01. Sendo direto: Espacial é uma pequena obra de arte. Como foi o caminho da concepção da identidade musical do CD até o resultado final? Diria que o refinamento presente é uma evolução natural dos CDs anteriores?

Obrigada pelo elogio! Acho que a cada disco trabalho com a idéia de aprofundar a relação com as músicas e com o uso dos equipamentos como forma de manipular e criar texturas sonoras. Sempre começo pelas composições e depois penso bastante que cara quero dar ao disco, pra onde quero levar as músicas. Surgem então os produtores, figuras fundamentais pra dar forma ao que eu imagino. Penso que o refinamento pode ser a relação com a delicadeza, com a sutileza, por causa disso fica refinado.

02. Você provavelmente é conhecedora do cenário de música eletrônica mundial. Como acha que Espacial dialoga com esse cenário? Há influências do trip-hop de Massive Attack, um viés de tango talvez de Bajofondo ou Gotan Project, etc.?

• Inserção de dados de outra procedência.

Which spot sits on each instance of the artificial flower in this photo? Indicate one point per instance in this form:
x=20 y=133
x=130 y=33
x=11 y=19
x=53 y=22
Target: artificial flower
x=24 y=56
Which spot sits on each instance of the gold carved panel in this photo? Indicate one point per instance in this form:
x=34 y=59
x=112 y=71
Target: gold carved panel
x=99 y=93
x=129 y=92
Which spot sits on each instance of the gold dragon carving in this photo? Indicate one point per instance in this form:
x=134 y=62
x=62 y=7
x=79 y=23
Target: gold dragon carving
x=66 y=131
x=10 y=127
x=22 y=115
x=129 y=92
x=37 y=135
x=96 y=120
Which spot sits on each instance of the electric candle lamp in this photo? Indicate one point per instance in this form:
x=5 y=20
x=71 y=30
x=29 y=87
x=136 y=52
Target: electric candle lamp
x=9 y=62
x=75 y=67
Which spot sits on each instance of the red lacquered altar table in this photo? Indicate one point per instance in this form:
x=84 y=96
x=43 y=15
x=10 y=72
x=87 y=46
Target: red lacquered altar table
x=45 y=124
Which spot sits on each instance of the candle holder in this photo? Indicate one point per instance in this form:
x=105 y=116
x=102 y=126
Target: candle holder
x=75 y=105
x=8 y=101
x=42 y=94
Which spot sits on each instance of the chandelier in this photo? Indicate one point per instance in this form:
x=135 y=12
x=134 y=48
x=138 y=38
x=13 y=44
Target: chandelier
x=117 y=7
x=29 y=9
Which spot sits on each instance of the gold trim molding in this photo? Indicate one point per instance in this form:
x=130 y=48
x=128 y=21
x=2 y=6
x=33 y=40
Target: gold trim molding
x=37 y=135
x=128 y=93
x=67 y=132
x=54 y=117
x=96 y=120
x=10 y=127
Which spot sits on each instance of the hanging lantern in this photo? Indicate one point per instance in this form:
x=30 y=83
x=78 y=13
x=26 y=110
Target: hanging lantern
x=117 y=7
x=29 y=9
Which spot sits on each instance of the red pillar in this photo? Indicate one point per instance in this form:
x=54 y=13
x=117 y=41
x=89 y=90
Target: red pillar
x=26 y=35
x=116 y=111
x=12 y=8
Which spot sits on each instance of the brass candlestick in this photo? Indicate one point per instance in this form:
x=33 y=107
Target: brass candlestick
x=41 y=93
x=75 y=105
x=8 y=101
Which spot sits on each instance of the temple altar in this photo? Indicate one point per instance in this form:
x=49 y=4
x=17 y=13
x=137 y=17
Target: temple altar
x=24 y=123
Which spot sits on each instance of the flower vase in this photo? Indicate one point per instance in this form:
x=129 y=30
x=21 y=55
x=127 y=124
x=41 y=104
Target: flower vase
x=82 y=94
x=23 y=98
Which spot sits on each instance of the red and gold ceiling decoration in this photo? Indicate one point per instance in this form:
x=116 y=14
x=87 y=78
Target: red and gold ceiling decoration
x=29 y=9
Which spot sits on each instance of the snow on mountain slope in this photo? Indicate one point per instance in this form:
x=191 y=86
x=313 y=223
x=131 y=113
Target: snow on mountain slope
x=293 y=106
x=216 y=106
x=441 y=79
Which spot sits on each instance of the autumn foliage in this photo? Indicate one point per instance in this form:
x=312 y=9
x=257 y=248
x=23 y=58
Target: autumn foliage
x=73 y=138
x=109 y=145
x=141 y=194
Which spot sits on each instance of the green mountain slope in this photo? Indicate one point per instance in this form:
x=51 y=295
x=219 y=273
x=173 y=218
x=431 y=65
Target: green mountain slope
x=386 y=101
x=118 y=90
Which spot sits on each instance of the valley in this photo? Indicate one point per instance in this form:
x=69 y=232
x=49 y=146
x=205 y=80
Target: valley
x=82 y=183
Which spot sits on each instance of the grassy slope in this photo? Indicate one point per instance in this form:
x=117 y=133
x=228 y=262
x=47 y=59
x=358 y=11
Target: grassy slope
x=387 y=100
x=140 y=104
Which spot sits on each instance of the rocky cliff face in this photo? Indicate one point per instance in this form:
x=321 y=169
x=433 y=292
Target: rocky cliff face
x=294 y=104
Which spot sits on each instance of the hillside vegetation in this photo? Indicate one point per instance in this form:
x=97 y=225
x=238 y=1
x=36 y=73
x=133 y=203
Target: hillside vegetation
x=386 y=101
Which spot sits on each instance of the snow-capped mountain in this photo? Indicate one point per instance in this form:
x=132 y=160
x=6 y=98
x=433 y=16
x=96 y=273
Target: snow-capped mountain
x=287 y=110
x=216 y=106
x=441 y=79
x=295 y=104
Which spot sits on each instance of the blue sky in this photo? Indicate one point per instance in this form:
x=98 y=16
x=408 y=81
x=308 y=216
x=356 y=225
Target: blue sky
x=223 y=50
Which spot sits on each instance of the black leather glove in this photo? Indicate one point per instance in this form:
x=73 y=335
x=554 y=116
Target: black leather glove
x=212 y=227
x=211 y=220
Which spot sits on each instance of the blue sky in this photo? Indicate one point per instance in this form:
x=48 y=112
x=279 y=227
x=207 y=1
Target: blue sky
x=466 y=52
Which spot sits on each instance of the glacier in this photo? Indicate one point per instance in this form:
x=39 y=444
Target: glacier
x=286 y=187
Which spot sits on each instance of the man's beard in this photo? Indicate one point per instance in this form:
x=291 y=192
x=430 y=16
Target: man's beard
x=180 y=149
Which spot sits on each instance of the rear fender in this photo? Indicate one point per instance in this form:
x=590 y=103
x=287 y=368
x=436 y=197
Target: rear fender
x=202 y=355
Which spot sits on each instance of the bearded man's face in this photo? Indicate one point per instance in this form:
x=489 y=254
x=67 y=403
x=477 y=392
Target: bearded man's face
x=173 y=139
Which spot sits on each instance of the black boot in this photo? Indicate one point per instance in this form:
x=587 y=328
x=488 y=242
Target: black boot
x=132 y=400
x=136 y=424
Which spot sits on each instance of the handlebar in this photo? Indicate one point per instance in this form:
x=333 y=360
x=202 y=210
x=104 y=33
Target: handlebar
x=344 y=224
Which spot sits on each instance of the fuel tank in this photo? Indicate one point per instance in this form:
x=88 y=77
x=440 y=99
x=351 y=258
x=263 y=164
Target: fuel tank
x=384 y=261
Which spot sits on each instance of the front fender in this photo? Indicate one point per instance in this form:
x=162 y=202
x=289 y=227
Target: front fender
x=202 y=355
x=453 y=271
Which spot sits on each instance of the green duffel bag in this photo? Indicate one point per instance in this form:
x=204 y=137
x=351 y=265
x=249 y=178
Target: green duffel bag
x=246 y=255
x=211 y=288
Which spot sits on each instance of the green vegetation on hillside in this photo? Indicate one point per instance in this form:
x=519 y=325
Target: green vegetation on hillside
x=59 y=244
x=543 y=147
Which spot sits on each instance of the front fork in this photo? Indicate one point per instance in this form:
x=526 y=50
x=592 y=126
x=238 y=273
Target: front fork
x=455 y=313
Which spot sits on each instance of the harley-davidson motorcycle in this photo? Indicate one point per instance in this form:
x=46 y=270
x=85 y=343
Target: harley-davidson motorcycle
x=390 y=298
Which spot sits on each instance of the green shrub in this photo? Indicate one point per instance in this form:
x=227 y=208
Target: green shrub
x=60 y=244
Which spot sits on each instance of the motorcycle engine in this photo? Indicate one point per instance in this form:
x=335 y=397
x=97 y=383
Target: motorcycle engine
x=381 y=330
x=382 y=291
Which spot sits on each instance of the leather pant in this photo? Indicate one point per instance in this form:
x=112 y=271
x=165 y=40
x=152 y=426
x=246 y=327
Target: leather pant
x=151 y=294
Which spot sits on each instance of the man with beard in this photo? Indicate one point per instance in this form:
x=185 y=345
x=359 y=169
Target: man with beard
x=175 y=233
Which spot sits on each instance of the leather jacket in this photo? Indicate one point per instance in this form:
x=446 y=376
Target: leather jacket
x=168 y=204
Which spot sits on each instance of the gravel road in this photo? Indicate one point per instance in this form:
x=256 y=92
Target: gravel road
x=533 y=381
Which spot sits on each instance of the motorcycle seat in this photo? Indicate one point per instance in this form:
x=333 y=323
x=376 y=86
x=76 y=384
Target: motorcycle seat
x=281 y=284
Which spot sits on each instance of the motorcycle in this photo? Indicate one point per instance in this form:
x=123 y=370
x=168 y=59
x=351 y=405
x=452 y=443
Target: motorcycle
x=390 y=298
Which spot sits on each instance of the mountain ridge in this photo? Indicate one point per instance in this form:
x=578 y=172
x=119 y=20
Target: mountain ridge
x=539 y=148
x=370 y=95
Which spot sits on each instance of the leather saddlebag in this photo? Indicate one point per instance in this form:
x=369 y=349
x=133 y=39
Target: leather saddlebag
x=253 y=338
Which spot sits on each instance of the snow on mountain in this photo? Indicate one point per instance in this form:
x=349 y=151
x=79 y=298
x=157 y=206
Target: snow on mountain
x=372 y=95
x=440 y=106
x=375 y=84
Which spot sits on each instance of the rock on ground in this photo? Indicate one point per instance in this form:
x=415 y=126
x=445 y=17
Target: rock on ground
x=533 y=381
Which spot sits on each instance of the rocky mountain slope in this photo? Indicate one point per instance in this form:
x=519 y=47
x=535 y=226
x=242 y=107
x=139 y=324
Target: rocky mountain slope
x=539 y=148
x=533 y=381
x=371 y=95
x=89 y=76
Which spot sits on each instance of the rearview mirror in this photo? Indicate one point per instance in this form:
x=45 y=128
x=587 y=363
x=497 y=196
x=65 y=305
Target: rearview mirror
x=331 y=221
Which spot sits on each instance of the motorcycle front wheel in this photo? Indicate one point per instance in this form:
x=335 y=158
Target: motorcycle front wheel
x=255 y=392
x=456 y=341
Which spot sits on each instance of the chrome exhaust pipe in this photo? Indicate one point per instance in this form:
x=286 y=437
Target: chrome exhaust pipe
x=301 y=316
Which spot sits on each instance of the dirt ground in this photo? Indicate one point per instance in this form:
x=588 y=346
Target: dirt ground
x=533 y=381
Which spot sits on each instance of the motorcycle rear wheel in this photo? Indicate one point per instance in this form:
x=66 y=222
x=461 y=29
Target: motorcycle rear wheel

Essas referências musicais são profundamente inspiradoras pra mim. Meus discos despertaram sim um interesse fora do Brasil. Na Inlgaterra meu segundo disco – Só Deixo Meu Coração ma Mão de Quem Pode recebeu uma crítica muito elogiosa no The Guardian e o cd foi lançado em diversos países. Acho que habito um lugar sutil que é o que mistura a eletrônica com a sonoridade brasileira. Isso é resultado da pesquisa das texturas sonoras combinadas com as canções que valorizam a melodia.

03. No seu site há a frase “nada é casual, no entanto, tudo é sincero” para se referir à ambientação e repertório dos shows. Olhando para a caixa, as fotos, o desenho no CD, a impressão que se tem é que tudo foi feito com muito cuidado, muito carinho. Qual foi o seu envolvimento na concepção visual do CD?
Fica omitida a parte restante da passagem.